My mom always said that from the time I was able to pull myself up, I was attached to her right leg. I would stand with her while she did the dishes, or toddle along holding her apron (back when she still wore them) or her pants, making sure I was never out of reach of her. She told me that quit wearing shoes in the house after stepping on my tiny toes one too many times.
I've realized after two months of her being gone that I never stopped doing that. It became mental, my attachment, but I think somehow I always resented when they cut the cord. I had to be attached to her. I had to tell her every random thing. I needed her to be there at any moment when I reached out, to keep me from falling, to help me stand, to just be there, the giant solid presence before me.
That was still true when suddenly I was bigger than she. When disease shriveled and shrank her she still loomed huge before me, my touchstone, my longest relationship, the one formed when cells began to split becoming me along the way.

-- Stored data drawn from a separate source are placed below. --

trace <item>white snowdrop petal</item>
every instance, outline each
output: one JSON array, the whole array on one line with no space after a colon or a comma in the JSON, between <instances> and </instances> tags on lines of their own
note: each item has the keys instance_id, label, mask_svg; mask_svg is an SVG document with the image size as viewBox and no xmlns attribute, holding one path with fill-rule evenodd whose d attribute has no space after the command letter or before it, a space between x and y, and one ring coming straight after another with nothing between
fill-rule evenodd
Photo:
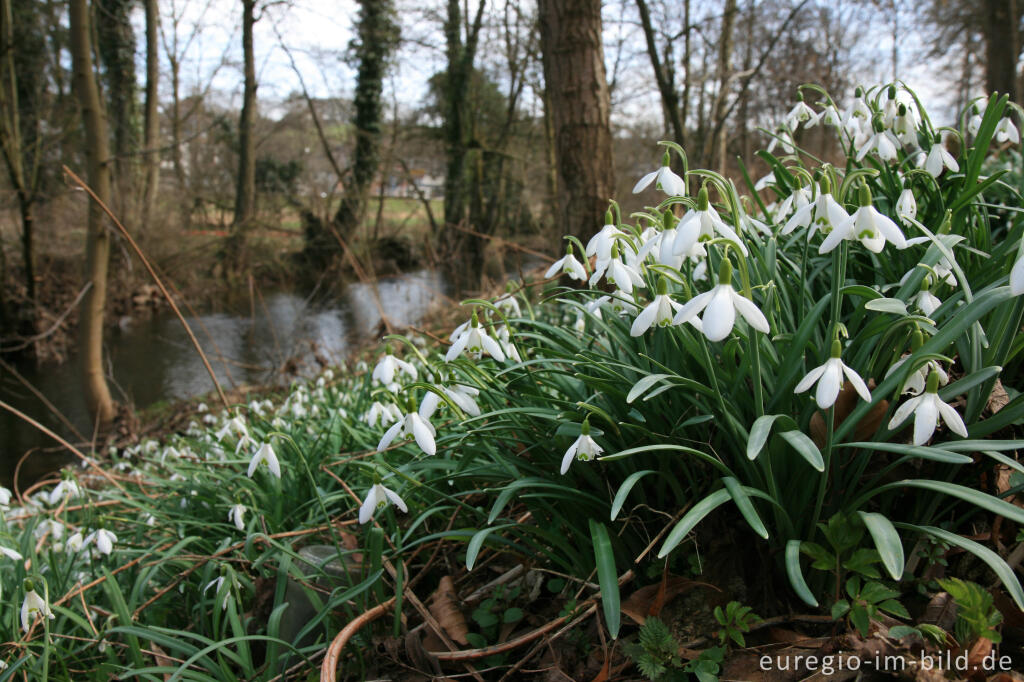
<instances>
[{"instance_id":1,"label":"white snowdrop petal","mask_svg":"<svg viewBox=\"0 0 1024 682\"><path fill-rule=\"evenodd\" d=\"M736 307L733 305L731 292L730 285L719 284L715 287L707 308L704 309L701 323L704 326L704 336L709 341L721 341L732 331L736 322Z\"/></svg>"},{"instance_id":2,"label":"white snowdrop petal","mask_svg":"<svg viewBox=\"0 0 1024 682\"><path fill-rule=\"evenodd\" d=\"M914 410L914 445L924 445L935 433L938 425L939 408L936 406L939 397L934 393L925 393Z\"/></svg>"}]
</instances>

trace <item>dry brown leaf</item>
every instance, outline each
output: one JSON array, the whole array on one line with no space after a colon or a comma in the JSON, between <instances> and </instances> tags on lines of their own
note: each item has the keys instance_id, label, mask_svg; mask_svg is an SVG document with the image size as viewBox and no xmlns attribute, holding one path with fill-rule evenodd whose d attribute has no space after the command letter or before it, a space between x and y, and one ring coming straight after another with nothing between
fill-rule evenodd
<instances>
[{"instance_id":1,"label":"dry brown leaf","mask_svg":"<svg viewBox=\"0 0 1024 682\"><path fill-rule=\"evenodd\" d=\"M948 592L939 592L928 602L921 620L950 632L956 623L956 602Z\"/></svg>"},{"instance_id":2,"label":"dry brown leaf","mask_svg":"<svg viewBox=\"0 0 1024 682\"><path fill-rule=\"evenodd\" d=\"M622 602L621 610L632 618L637 625L643 625L648 617L655 615L668 602L694 587L707 587L717 590L718 588L708 583L697 582L678 575L670 575L665 580L654 585L641 587L629 595L629 598ZM661 604L658 604L658 595L661 593Z\"/></svg>"},{"instance_id":3,"label":"dry brown leaf","mask_svg":"<svg viewBox=\"0 0 1024 682\"><path fill-rule=\"evenodd\" d=\"M466 646L469 639L469 626L466 625L466 617L459 609L459 599L455 593L455 583L451 576L444 576L430 596L430 614L437 619L444 631L455 642Z\"/></svg>"},{"instance_id":4,"label":"dry brown leaf","mask_svg":"<svg viewBox=\"0 0 1024 682\"><path fill-rule=\"evenodd\" d=\"M1003 493L1005 493L1010 488L1014 487L1014 484L1011 483L1011 481L1010 481L1010 477L1013 476L1013 473L1016 471L1016 469L1014 469L1013 467L1007 466L1006 464L997 464L995 468L996 468L996 494L998 494L999 497L1003 497ZM1011 503L1011 504L1017 505L1018 507L1024 507L1024 501L1022 501L1016 495L1010 495L1009 497L1003 497L1003 499L1006 500L1007 502Z\"/></svg>"},{"instance_id":5,"label":"dry brown leaf","mask_svg":"<svg viewBox=\"0 0 1024 682\"><path fill-rule=\"evenodd\" d=\"M985 657L992 653L992 640L987 637L979 637L967 651L967 667L971 669L971 677L985 678L981 670L981 663Z\"/></svg>"},{"instance_id":6,"label":"dry brown leaf","mask_svg":"<svg viewBox=\"0 0 1024 682\"><path fill-rule=\"evenodd\" d=\"M153 659L156 661L156 664L158 666L167 667L167 668L177 668L178 667L177 661L174 661L174 660L168 658L167 657L167 652L164 651L163 649L161 649L159 644L157 644L156 642L152 642L151 646L153 647ZM165 680L171 679L171 674L170 673L164 673L164 679Z\"/></svg>"},{"instance_id":7,"label":"dry brown leaf","mask_svg":"<svg viewBox=\"0 0 1024 682\"><path fill-rule=\"evenodd\" d=\"M874 380L868 382L868 387L872 389L875 387ZM839 397L836 398L835 423L837 426L846 421L846 418L857 407L858 400L860 398L857 395L857 390L853 387L853 384L846 382L843 385L843 390L839 392ZM882 419L885 418L885 413L888 410L888 400L882 400L872 407L871 411L857 422L857 427L854 429L854 437L861 441L871 440L871 437L881 428ZM811 415L811 440L819 448L825 447L825 436L827 434L824 414L824 412L818 410Z\"/></svg>"},{"instance_id":8,"label":"dry brown leaf","mask_svg":"<svg viewBox=\"0 0 1024 682\"><path fill-rule=\"evenodd\" d=\"M996 383L992 387L992 393L988 396L988 409L992 414L995 414L1009 404L1010 396L1006 393L1006 389L1003 388L1003 382L996 379Z\"/></svg>"}]
</instances>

Death cut the cord finally and I think it's part of why I struggle.
Suddenly this morning, as I've considered this fact I am realizing I have a tiny human who is exactly the same. When I am home she has to be where I am. Today I asked her to go play and give me some space and she replied "How am I supposed to play without you?"
There I am. There I am in a tiny form. She follows me everywhere, into the bathroom still, into my bed, into the shower. She has to be with me. "I have to be with you," she says.
The truth is, I have to be with her. As much as I love the boys, there is something to this bond, something I didn't expect and wouldn't have believed. It's true. It's not that the love is different but the understanding is. The depth of the understanding, the sameness.
I'm going to leave her some day, and crush her world.
That's hard to swallow.
I guess it's just a measure of love.